Abstract: The aim of this thesis is to examine how criminal justice policy practices arose and persist in light of the international victim-centred legal framework for children associated with armed groups. The study explores the gaps between how children are treated in law versus empirical practices of criminalisation in a particular domestic setting (Colombia), which has been riddled by internal armed conflict and hybrid forms of violence. The study centres around how judicial and other actors in Colombia experience policy reform and how they perceive the boundaries of victimisation and criminalisation in relation to children associated with armed violence. The research incorporates insights from youth justice studies on transformation and entrenchment in criminal justice, and various (and difficult) conceptions of victims from victimological studies, especially from the contexts of armed conflicts and peacebuilding. The study employs the qualitative method of interviews with state and government officials, judicial practitioners, and various other organisational actors as well as analyses of relevant policy documents and reports.

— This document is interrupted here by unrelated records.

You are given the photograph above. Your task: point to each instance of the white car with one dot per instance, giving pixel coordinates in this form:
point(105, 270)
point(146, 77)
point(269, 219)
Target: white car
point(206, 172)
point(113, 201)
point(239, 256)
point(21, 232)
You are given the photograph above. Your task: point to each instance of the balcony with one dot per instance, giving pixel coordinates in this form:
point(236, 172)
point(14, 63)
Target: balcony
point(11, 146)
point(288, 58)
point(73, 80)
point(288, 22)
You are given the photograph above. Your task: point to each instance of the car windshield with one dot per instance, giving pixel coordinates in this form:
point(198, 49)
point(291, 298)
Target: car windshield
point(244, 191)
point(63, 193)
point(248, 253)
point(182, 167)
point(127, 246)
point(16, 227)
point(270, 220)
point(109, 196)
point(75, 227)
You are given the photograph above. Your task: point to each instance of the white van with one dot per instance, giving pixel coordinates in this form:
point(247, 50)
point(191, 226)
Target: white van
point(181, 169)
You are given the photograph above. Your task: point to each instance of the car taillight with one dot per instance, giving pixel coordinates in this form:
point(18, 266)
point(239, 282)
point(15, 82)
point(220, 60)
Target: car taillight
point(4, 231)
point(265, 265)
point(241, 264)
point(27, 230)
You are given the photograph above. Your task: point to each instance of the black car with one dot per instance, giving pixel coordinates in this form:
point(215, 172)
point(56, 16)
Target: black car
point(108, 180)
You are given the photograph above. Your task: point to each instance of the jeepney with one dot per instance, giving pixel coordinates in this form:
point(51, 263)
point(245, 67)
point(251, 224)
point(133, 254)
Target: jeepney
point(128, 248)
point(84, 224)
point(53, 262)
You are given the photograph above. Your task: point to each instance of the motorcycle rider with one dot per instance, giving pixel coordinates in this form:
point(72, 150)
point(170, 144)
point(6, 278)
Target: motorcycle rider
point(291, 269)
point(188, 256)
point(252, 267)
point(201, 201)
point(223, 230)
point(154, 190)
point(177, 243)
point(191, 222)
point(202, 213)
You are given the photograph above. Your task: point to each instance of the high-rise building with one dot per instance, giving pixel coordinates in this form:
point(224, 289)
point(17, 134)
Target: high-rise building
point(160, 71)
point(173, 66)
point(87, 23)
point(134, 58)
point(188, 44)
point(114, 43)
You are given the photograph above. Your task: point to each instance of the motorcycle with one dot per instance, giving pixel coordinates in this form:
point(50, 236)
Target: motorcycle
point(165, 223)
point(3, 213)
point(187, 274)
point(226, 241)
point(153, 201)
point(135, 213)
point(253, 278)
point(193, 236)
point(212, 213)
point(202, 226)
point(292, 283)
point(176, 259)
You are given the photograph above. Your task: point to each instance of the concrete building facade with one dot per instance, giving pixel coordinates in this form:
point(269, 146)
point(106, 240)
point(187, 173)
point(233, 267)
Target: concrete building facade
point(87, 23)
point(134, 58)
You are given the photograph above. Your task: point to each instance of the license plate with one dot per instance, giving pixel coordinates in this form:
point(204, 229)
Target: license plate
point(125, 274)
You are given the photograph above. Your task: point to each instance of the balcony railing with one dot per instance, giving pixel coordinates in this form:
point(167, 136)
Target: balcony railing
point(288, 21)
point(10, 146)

This research increases our knowledge of criminological and socio-legal processes pertaining to children involved with different types of armed actors, including smaller community-based armed groups like gangs. The main conclusions concern the various complexities surrounding the process of children being recognised as victims in light of common criminalisation practices. The paradoxes inherent to the victim-offender overlap are central to our understanding of entrenched and unsettled practices with regards to children in the peacebuilding and the criminal justice systems.